If ruby development is your gig, and especially if Linux is your target runtime environment, I don't understand why you'd choose anything other than Linux, unless the choice was made for you.
Speaking as a web dev on a company-issued Mac, running my local dev environment inside a Parallels Linux VM. I asked to switch to Linux but was turned down.
(Now if Microsoft released LSW, i.e. an Ubuntu-based distro with Windows syscall support via a KVM-hosted NT kernel, I very well might opt for that instead.)
Obviously back in the day windows was an absolute dog for any dev work outside of windows, and a complete no go. I've only started using it for development a few months now, but so far haven't encountered any major issues. Maybe I'll run into some interoperability problems with specific syscalls at the compatibility layer, but so far it largely just works for my needs (VS Code with intellisense and debugging, docker, K8S, Zsh and few other tools). If my tests pass locally, I can safely assume they pass on the CI server, and haven't been proven wrong so far. If I ever need a linux box, there's an old laptop that's just for that. At this point it's turtles all the way down, what's the harm adding another turtle on top.

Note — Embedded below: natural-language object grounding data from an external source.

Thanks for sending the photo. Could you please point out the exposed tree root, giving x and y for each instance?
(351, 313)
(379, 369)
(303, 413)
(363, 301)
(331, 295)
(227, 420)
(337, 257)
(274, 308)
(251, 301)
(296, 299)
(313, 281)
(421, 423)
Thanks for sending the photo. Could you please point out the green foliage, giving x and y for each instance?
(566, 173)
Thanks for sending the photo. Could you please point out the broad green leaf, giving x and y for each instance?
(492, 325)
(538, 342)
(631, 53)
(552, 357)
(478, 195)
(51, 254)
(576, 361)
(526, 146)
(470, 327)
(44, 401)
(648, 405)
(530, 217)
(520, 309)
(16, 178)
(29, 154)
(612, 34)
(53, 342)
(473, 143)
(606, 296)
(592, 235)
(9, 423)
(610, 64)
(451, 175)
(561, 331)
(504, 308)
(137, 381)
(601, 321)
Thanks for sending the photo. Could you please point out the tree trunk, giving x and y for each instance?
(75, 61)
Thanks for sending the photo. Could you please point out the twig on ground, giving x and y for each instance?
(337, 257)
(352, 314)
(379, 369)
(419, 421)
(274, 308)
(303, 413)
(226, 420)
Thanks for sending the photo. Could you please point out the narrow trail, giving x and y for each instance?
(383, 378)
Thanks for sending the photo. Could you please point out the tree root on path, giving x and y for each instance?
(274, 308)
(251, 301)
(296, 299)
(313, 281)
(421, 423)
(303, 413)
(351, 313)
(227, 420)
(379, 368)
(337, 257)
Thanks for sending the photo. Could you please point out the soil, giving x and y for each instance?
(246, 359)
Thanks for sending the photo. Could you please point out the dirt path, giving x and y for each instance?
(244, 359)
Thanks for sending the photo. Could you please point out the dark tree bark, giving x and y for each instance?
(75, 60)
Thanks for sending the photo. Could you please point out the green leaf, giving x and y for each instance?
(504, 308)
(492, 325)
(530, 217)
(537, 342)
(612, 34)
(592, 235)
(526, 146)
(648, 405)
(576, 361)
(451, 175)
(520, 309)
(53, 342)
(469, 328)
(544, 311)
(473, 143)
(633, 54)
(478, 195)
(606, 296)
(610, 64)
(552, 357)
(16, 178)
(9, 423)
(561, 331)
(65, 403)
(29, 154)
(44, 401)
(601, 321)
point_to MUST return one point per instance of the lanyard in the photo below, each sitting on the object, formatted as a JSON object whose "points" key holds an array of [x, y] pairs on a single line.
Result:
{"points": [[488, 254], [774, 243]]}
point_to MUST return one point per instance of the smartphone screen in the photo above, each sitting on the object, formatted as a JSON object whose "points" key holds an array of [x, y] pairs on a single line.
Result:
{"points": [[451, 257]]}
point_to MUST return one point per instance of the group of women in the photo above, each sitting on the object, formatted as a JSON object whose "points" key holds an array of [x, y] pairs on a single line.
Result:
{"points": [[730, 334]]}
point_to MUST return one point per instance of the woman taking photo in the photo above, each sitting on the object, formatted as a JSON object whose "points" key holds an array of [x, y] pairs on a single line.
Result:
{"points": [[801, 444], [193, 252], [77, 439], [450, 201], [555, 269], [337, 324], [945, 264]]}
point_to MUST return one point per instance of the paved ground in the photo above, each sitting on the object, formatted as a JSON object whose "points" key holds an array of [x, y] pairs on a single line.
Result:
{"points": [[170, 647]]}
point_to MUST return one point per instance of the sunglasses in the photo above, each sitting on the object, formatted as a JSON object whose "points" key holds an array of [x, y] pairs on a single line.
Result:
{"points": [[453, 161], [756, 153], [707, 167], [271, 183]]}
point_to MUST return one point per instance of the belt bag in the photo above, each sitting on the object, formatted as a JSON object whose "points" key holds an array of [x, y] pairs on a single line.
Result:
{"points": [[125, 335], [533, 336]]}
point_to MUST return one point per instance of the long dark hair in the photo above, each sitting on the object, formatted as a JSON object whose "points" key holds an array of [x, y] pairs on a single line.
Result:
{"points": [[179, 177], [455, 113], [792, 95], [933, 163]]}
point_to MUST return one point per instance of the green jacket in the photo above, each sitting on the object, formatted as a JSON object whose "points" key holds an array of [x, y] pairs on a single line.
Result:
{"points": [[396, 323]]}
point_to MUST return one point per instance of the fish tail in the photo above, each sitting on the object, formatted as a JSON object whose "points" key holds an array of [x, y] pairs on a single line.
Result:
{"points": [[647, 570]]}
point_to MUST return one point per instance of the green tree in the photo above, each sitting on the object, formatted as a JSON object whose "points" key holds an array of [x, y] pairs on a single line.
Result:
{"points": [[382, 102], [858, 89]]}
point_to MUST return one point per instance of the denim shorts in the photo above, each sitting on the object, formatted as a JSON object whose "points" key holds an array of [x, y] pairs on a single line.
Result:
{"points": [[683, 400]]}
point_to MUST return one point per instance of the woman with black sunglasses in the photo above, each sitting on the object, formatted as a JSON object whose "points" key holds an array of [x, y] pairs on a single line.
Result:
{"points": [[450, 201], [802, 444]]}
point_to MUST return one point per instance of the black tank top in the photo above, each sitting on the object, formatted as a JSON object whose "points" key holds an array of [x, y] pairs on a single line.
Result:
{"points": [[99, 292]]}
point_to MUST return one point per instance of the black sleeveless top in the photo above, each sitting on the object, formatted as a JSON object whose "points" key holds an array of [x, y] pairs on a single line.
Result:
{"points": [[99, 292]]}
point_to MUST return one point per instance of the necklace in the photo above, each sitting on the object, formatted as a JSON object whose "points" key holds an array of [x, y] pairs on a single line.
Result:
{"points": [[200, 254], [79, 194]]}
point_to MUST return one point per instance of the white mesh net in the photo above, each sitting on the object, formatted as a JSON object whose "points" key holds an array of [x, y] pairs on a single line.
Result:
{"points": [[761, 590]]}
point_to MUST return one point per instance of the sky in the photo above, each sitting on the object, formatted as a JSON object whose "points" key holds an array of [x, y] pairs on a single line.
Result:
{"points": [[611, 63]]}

It's not all roses, there is a noticeable performance hit with the filesystem in both WSL and the windows layer. I wouldn't use it for production, and why would you, but for development, it's fine and largely not a problem. If you had to regularly deal with a large numbers of files, say log parsing or compiling, it's probably not going to work.
Besides recent OS X SSL library issues, I've haven't ever run in problems developing on a Mac and have used one for the better part of 10 years now. Can't say the same with developing on Linux (almost exclusively on the graphics side of things, but that's a problem when it's your primary machine).
Speaking as a web dev on a company-issued Mac, running my local dev environment inside a Parallels Linux VM. I asked to switch to Linux but was turned down.
(Now if Microsoft released LSW, i.e. an Ubuntu-based distro with Windows syscall support via a KVM-hosted NT kernel, I very well might opt for that instead.)